The 5 to 7 p.m. event is run by teen volunteers under Crawford's supervision, and during the past school year members of the Ponte Vedra High School Book Club helped host it.
This summer, Sabina Escalada, an employee at Game Stop in Jacksonville Beach, is a volunteer co-host, bringing games, expertise and prizes.
Monday, she brought an assortment of free posters, and some games rated "E" for "Everyone," including "Mario Kart," "Wii Sports Resort" and "Rayman Raving Rabbids."
"These are some of the most popular games," Escalada said as kids gathered around to see what she'd brought.
Video games are rated by how appropriate they are for various age groups. Many teen group participants have their own games at home, but during library game nights, only E-rated ones are permitted.

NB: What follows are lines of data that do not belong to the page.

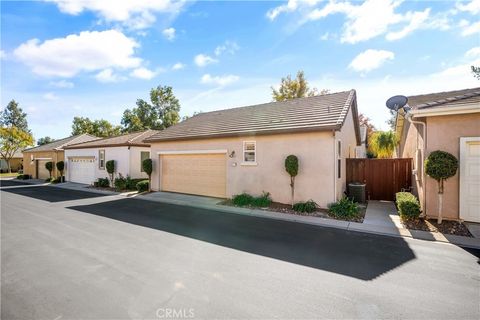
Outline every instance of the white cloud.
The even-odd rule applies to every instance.
[[[212,77],[210,74],[207,73],[202,76],[200,82],[203,84],[214,84],[223,87],[235,81],[238,81],[238,79],[240,79],[238,76],[232,74]]]
[[[150,80],[157,75],[157,72],[142,67],[133,70],[130,75],[134,78]]]
[[[220,56],[223,53],[235,54],[240,47],[234,41],[225,41],[222,45],[215,48],[215,55]]]
[[[107,22],[121,22],[132,29],[144,29],[155,21],[155,13],[177,14],[186,1],[176,0],[46,0],[61,12],[78,15],[92,11]]]
[[[270,20],[275,20],[281,13],[288,13],[297,10],[301,6],[312,7],[316,5],[321,0],[289,0],[286,4],[282,4],[278,7],[270,9],[267,11],[267,18]]]
[[[57,87],[57,88],[66,88],[66,89],[71,89],[73,88],[75,85],[73,84],[73,82],[70,82],[70,81],[66,81],[66,80],[60,80],[60,81],[51,81],[49,83],[50,86],[52,87]]]
[[[7,53],[3,50],[0,50],[0,59],[5,59],[7,57]]]
[[[134,56],[138,46],[117,30],[83,31],[43,43],[28,40],[14,55],[39,75],[73,77],[82,71],[135,68],[142,61]]]
[[[54,100],[58,100],[58,96],[53,92],[47,92],[43,95],[43,99],[54,101]]]
[[[349,67],[358,72],[369,72],[394,58],[395,54],[391,51],[368,49],[356,56]]]
[[[387,40],[398,40],[406,37],[409,33],[420,29],[428,20],[430,14],[430,9],[425,9],[424,11],[418,11],[407,14],[409,17],[409,23],[403,27],[400,31],[389,32],[386,35]]]
[[[280,13],[298,11],[299,24],[324,19],[333,14],[343,14],[346,21],[340,40],[345,43],[357,43],[384,35],[388,40],[398,40],[417,29],[445,29],[447,21],[444,17],[430,16],[430,9],[423,11],[407,11],[397,13],[402,1],[398,0],[366,0],[360,4],[348,1],[331,0],[321,8],[315,8],[316,1],[296,2],[279,6],[267,12],[271,20]],[[273,19],[272,19],[273,17]],[[392,27],[399,28],[391,31]]]
[[[175,39],[175,28],[168,28],[162,31],[163,36],[169,40],[173,41]]]
[[[457,9],[464,12],[469,12],[471,14],[480,13],[480,0],[472,0],[467,4],[465,2],[457,2]]]
[[[120,82],[120,81],[126,80],[125,77],[114,73],[113,70],[110,68],[102,70],[99,73],[97,73],[95,75],[95,79],[103,83]]]
[[[172,66],[172,70],[181,70],[181,69],[184,69],[185,67],[186,67],[185,64],[181,62],[177,62]]]
[[[460,27],[462,28],[461,35],[464,37],[480,33],[480,21],[470,23],[467,20],[462,20],[460,21]]]
[[[480,57],[480,47],[474,47],[467,52],[465,52],[465,57],[467,58],[476,58]]]
[[[217,59],[214,59],[210,56],[207,56],[205,54],[197,54],[195,58],[193,59],[195,64],[199,67],[205,67],[206,65],[209,65],[211,63],[216,63],[218,62]]]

Crawford purchased "Super Smash Bros." with funds from the Friends of the Library support group, because it was recommended by a teen, she said.
While libraries are traditionally places to go for books, playing video games sometimes encourages teens to read.
Many video game systems have fan magazines, which teens love, Crawford said. While they're at the library, they can check out magazines, books, movies and music CDs.